Many analytical, semi-analytical, and numerical models have been developed to better understand flow in ultralow-permeability rocks and hydraulic fractures. Because analytical models only apply to mostly dry gas reservoirs, numerical reservoir simulation is generally believed to be the most rigorous and accurate method for liquid-rich formations. However, the drawbacks of using reservoir simulation are substantial. Some examples include the significant data requirements, level of expertise required to set up the model, and the demanding turnaround times for meeting the design, optimization, and decision-making cycle deadlines.

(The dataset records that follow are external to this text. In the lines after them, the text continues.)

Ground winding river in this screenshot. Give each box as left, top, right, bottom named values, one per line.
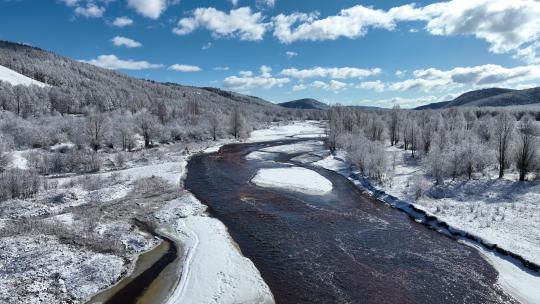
left=185, top=138, right=517, bottom=304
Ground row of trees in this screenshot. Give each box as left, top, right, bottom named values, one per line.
left=327, top=106, right=540, bottom=184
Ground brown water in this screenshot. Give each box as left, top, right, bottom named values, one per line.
left=185, top=139, right=517, bottom=304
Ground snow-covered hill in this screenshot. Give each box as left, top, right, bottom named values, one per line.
left=0, top=64, right=49, bottom=87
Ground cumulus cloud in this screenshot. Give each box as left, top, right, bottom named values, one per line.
left=422, top=0, right=540, bottom=54
left=311, top=80, right=348, bottom=92
left=388, top=64, right=540, bottom=92
left=270, top=0, right=540, bottom=61
left=128, top=0, right=167, bottom=19
left=285, top=51, right=298, bottom=58
left=223, top=65, right=290, bottom=90
left=168, top=64, right=202, bottom=72
left=173, top=7, right=270, bottom=41
left=395, top=70, right=407, bottom=78
left=281, top=66, right=381, bottom=79
left=113, top=16, right=134, bottom=27
left=292, top=83, right=307, bottom=91
left=60, top=0, right=109, bottom=18
left=356, top=80, right=385, bottom=92
left=74, top=3, right=105, bottom=18
left=272, top=6, right=395, bottom=44
left=111, top=36, right=142, bottom=48
left=80, top=55, right=163, bottom=70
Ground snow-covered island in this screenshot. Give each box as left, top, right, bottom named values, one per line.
left=252, top=167, right=333, bottom=195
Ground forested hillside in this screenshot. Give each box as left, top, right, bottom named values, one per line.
left=0, top=41, right=322, bottom=152
left=416, top=87, right=540, bottom=110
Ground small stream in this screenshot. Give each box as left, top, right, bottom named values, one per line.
left=185, top=139, right=517, bottom=304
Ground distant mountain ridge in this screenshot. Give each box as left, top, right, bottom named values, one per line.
left=279, top=98, right=330, bottom=110
left=416, top=87, right=540, bottom=109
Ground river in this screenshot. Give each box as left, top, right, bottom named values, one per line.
left=185, top=138, right=517, bottom=304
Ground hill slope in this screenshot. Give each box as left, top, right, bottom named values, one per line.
left=416, top=87, right=540, bottom=109
left=279, top=98, right=329, bottom=110
left=0, top=40, right=280, bottom=116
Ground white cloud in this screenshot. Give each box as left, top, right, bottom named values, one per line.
left=281, top=66, right=381, bottom=79
left=229, top=0, right=239, bottom=6
left=168, top=64, right=202, bottom=72
left=422, top=0, right=540, bottom=54
left=202, top=42, right=213, bottom=50
left=272, top=6, right=395, bottom=44
left=239, top=70, right=253, bottom=77
left=285, top=51, right=298, bottom=58
left=356, top=80, right=385, bottom=92
left=214, top=66, right=230, bottom=71
left=270, top=0, right=540, bottom=62
left=223, top=65, right=290, bottom=90
left=388, top=64, right=540, bottom=92
left=128, top=0, right=167, bottom=19
left=80, top=55, right=163, bottom=70
left=292, top=83, right=307, bottom=91
left=257, top=0, right=275, bottom=8
left=311, top=80, right=348, bottom=92
left=111, top=36, right=142, bottom=48
left=395, top=70, right=407, bottom=78
left=173, top=7, right=270, bottom=41
left=113, top=16, right=134, bottom=27
left=74, top=3, right=105, bottom=18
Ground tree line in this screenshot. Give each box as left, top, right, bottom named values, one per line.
left=327, top=105, right=540, bottom=184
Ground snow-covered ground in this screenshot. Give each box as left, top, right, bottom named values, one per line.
left=373, top=147, right=540, bottom=267
left=0, top=64, right=49, bottom=87
left=157, top=194, right=274, bottom=304
left=0, top=235, right=124, bottom=304
left=248, top=121, right=325, bottom=142
left=252, top=167, right=332, bottom=195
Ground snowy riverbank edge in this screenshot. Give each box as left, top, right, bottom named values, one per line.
left=156, top=124, right=302, bottom=304
left=314, top=154, right=540, bottom=304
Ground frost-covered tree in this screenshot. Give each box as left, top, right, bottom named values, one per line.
left=85, top=111, right=109, bottom=151
left=515, top=116, right=538, bottom=181
left=388, top=105, right=400, bottom=146
left=493, top=112, right=515, bottom=178
left=135, top=109, right=159, bottom=148
left=230, top=107, right=246, bottom=139
left=208, top=112, right=220, bottom=141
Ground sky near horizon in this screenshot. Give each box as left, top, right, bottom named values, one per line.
left=1, top=0, right=540, bottom=108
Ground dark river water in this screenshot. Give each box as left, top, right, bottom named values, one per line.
left=185, top=139, right=516, bottom=304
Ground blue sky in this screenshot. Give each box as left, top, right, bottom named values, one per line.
left=2, top=0, right=540, bottom=107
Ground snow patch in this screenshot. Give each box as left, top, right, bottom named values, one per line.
left=249, top=121, right=324, bottom=142
left=0, top=65, right=49, bottom=87
left=252, top=167, right=332, bottom=195
left=466, top=241, right=540, bottom=304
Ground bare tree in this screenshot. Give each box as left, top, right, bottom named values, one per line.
left=493, top=112, right=514, bottom=178
left=208, top=113, right=220, bottom=141
left=515, top=116, right=538, bottom=181
left=85, top=111, right=108, bottom=151
left=389, top=105, right=400, bottom=146
left=230, top=107, right=246, bottom=139
left=135, top=109, right=159, bottom=148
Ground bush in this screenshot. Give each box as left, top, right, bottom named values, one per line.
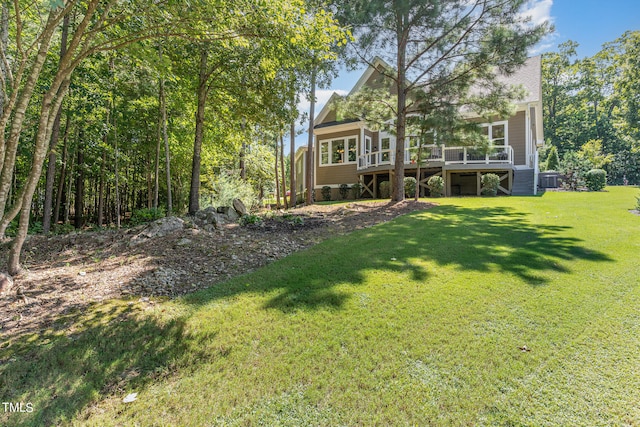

Also, because each engineer is responsible for a large number of wells, full-scale three-dimensional (3D) reservoir modeling is impossible for a majority of wells.
Therefore, an approach is required that is less time-consuming than detailed reservoir simulation while still being sufficiently accurate to capture the physics of the process. It should be based on numerical modeling of multiphase flow in the interconnecting system of the wellbore and fractures, with the reservoir represented by a productivity index (PI) inflow model, as well as a physics-based pressure-volume-temperature (PVT) model for phase transition and phase equilibrium. The production decline and prediction should be analyzed based on reservoir depletion, relative permeabilities, and fracture conductivities.
This paper describes a numerical fracture production model (FPM) based on the previously mentioned physics that can be used to simulate production resulting from reservoir depletion and analyze historical production data. The outcome of the model focuses on a few primary input parameters that are dedicated to predicting future production and quickly analyzing the parametric effects and economic value of fracture-stimulated condensate reservoirs. The model is validated using two commercially available software programs, as well as historical production data of an Eagle Ford play. The outputs are then used for history matching, sensitivity analysis, parameter optimization, and future production prediction.